Former NBA star Jeremy Lin, who plays for a Chinese team, was fined 10,000 yuan ($1,400) for “inappropriate remarks” on social media about quarantine facilities ahead of a game, China professional league announced Friday, as the government tries to stop protests against anti-virus controls that are among the world’s most stringent.
Also Friday, more cities eased restrictions, allowing shopping malls, supermarkets and other businesses to reopen following protests in Shanghai and other areas where some crowds called for President Xi Jinping to resign. Urumqi in the northwest, the site of a deadly fire that triggered the protests, announced supermarkets and other businesses were reopening.
Lin, who plays for the Loong Lions Basketball Club, made “inappropriate remarks about quarantine hotel-related facilities” where the team stayed Wednesday ahead of a game, the China Basketball Association announced. It said that it “caused adverse effects on the league and the competition area.”
The ruling Communist Party is trying to crush criticism of the human cost and disruption of its “zero-COVID” strategy, which has confined millions of people to their homes. Protesters have been detained, and photos and videos of events have been deleted from Chinese social media. Police fanned out across Shanghai, Beijing and other cities to try to prevent additional protests.
Demonstrations erupted on Nov. 25 after a fire in a Urumqi apartment building killed at least 10 people.
That set off angry questions online about whether firefighters or victims trying to escape were blocked by locked doors or other anti-virus controls. Authorities denied that, but the deaths became a focus of public frustration.
Xi’s government has promised to reduce the cost and disruption of controls but says it will stick with “zero-COVID.” Health experts and economists expect it to stay in place at least until mid-2023 and possibly into 2024 while millions of older people are vaccinated in preparation for lifting controls that keep most visitors out of China.

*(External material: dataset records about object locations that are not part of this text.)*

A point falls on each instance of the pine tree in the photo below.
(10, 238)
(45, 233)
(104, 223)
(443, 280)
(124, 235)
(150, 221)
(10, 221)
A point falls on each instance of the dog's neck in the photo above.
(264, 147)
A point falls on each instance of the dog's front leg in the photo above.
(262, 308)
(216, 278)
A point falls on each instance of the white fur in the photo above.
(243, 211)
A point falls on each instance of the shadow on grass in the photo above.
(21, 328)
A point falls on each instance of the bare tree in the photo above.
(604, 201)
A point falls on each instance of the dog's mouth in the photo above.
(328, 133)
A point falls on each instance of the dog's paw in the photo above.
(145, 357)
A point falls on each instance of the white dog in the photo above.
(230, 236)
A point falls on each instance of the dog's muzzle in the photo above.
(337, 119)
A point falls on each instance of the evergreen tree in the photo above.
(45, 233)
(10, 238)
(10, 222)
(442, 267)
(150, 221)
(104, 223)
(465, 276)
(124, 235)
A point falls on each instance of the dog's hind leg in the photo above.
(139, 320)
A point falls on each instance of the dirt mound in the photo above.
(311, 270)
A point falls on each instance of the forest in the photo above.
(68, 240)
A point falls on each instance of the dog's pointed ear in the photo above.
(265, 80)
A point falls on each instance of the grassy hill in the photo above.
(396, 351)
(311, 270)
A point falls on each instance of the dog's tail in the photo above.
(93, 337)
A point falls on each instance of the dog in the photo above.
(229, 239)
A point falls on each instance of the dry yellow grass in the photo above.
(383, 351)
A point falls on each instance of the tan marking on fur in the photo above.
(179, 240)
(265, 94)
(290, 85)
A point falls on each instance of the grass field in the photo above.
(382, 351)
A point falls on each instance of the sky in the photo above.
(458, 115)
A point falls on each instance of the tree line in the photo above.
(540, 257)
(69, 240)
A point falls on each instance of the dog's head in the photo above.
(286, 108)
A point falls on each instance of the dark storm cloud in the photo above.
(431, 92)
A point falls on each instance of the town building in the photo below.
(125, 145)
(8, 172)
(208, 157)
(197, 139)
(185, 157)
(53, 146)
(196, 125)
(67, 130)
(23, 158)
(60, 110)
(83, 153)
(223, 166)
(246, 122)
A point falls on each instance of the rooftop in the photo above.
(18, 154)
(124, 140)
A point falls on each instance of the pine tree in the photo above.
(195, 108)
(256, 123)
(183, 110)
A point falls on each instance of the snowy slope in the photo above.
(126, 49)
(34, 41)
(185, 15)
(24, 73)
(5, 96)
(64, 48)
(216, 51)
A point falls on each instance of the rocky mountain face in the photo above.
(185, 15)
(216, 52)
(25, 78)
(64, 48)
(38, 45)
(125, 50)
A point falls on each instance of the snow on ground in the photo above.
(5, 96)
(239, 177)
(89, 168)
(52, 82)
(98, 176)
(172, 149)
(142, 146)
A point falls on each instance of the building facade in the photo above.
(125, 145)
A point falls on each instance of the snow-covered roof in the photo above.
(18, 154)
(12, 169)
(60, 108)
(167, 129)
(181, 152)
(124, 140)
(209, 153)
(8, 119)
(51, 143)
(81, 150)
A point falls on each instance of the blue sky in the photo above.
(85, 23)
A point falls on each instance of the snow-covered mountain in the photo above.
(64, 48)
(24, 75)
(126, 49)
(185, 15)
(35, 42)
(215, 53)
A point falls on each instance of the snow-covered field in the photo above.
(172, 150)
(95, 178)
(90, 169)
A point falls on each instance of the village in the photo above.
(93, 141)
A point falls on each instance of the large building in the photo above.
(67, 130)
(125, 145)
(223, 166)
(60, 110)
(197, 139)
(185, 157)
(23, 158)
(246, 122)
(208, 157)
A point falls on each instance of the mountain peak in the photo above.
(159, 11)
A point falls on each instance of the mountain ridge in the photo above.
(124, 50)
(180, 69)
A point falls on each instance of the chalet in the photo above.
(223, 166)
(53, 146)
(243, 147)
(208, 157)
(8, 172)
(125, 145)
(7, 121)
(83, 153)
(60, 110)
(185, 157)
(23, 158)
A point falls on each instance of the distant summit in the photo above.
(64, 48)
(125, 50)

Urumqi will “further increase efforts to resume production and commerce” by reopening hotels, restaurants, large supermarkets and ski resorts, the official newspaper Guangming Daily reported on its website, citing Sui Rong, a member of the Municipal Committee.
Elsewhere, according to state media, the northern city of Hohhot in the Inner Mongolia region restarted bus service and allowed restaurants and small businesses to reopen. Jinzhou in the northeast lifted curbs on movement and allowed companies to reopen.
On Thursday, the metropolis of Guangzhou in the south, the biggest hotspot in the latest infection spike, allowed supermarkets and restaurants to reopen.
Other major cities, including Shijiazhuang in the north and Chengdu in the southwest, restarted bus and subway service and allowed businesses to reopen.
China’s central authorities have sought to rein in overzealous local officials, who are under intense pressure to proceed with an opening while preventing new outbreaks.
“Without approval, it is strictly forbidden to arbitrarily close schools and suspend classes, work and production, block traffic or enforce isolation measures,” the Communist Party newspaper People’s Daily said in an editorial Friday.
Officials who impose open-ended isolation measures without authorization will be “strictly held accountable in accordance with laws and regulations,” the newspaper said.